Mechanical Properties of Steel Fiber-Reinforced Concrete

Abstract

This paper presents the results from an experimental program and an analytical assessment of the influence of addition of fibers on mechanical properties of concrete. Models derived based on the regression analysis of 60 test data for various mechanical properties of steel fiber-reinforced concrete have been presented. The various strength properties studied are cube and cylinder compressive strength, split tensile strength, modulus of rupture and postcracking performance, modulus of elasticity, Poisson’s ratio, and strain corresponding to peak compressive stress. The variables considered are grade of concrete, namely, normal strength $\left(35\mathrm{MPa}\right)$ , moderately high strength $\left(65\mathrm{MPa}\right)$ , and high-strength concrete $\left(85\mathrm{MPa}\right)$ , and the volume fraction of the fiber ( $V_f=0.0$ , 0.5, 1.0, and 1.5%).

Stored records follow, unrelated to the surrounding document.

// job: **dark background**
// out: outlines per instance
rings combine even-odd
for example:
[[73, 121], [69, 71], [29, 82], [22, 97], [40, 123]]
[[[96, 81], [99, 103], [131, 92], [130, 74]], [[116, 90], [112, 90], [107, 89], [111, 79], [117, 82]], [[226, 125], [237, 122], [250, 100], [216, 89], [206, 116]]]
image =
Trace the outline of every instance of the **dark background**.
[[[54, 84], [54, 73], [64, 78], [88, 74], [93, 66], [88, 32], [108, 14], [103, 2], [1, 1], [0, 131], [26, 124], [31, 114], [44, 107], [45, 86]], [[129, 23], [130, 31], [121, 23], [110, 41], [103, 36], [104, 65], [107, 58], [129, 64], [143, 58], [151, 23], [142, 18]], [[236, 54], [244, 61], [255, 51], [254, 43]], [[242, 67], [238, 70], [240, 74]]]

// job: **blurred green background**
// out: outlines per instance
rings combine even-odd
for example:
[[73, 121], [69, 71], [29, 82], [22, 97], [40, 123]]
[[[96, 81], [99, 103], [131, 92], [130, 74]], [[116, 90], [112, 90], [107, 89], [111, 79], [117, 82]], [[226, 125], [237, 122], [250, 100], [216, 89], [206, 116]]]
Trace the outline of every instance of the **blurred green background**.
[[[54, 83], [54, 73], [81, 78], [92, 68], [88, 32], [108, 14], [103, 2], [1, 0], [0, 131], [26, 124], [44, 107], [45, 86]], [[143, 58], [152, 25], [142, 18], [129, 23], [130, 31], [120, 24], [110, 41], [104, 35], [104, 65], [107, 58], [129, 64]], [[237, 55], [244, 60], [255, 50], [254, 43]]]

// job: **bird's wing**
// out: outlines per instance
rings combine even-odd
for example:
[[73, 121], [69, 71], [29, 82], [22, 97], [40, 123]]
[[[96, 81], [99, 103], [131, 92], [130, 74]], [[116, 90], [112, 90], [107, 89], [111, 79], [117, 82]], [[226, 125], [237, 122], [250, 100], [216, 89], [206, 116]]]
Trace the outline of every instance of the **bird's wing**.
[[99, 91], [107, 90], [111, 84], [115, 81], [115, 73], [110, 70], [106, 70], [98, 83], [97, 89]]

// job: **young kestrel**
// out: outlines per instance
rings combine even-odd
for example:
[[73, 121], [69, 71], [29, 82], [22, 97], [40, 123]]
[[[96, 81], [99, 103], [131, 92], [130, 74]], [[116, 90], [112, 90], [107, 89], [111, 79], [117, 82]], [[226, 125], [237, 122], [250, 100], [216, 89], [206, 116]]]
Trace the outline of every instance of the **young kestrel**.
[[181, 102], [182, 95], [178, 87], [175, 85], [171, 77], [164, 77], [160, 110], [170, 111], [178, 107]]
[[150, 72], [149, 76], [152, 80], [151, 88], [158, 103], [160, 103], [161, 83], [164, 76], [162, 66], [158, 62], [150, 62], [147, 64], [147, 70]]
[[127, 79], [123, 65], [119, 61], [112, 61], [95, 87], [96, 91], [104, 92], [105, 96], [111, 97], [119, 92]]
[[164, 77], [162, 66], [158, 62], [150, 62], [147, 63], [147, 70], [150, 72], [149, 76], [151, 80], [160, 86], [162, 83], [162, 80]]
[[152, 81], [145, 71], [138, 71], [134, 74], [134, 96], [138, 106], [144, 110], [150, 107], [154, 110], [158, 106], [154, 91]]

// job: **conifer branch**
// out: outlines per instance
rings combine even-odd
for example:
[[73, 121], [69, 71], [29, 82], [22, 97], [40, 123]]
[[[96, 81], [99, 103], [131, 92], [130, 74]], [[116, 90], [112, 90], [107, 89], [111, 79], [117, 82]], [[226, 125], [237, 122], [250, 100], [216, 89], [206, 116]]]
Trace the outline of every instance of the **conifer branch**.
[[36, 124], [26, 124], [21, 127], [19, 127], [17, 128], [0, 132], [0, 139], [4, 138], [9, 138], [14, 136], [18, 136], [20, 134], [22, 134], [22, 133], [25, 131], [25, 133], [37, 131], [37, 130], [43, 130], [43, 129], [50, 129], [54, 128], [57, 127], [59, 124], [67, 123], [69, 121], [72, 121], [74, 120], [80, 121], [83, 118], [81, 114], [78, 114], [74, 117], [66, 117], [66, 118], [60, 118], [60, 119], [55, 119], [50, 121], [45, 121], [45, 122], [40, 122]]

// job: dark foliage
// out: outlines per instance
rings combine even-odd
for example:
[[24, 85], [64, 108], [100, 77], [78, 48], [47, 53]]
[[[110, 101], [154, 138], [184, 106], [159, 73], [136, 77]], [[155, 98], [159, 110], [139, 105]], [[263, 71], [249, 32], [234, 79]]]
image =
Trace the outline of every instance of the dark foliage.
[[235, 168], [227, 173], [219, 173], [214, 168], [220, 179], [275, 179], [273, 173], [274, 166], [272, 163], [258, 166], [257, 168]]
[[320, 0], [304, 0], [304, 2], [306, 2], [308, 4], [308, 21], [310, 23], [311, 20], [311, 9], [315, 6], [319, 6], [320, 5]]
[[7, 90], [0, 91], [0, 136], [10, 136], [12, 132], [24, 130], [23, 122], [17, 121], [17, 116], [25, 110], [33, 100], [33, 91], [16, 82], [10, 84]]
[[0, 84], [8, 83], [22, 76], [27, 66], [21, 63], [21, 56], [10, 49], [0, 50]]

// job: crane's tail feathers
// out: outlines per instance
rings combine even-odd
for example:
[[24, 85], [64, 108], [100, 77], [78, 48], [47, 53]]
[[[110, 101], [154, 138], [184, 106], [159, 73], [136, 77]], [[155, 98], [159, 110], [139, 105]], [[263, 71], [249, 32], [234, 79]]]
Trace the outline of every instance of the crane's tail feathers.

The strength of steel fiber-reinforced concrete predicted using the proposed models have been compared with the test data from the present study and with various other test data reported in the literature. The proposed model predicted the test data quite accurately. The study indicates that the fiber matrix interaction contributes significantly to enhancement of mechanical properties caused by the introduction of fibers, which is at variance with both existing models and formulations based on the law of mixtures.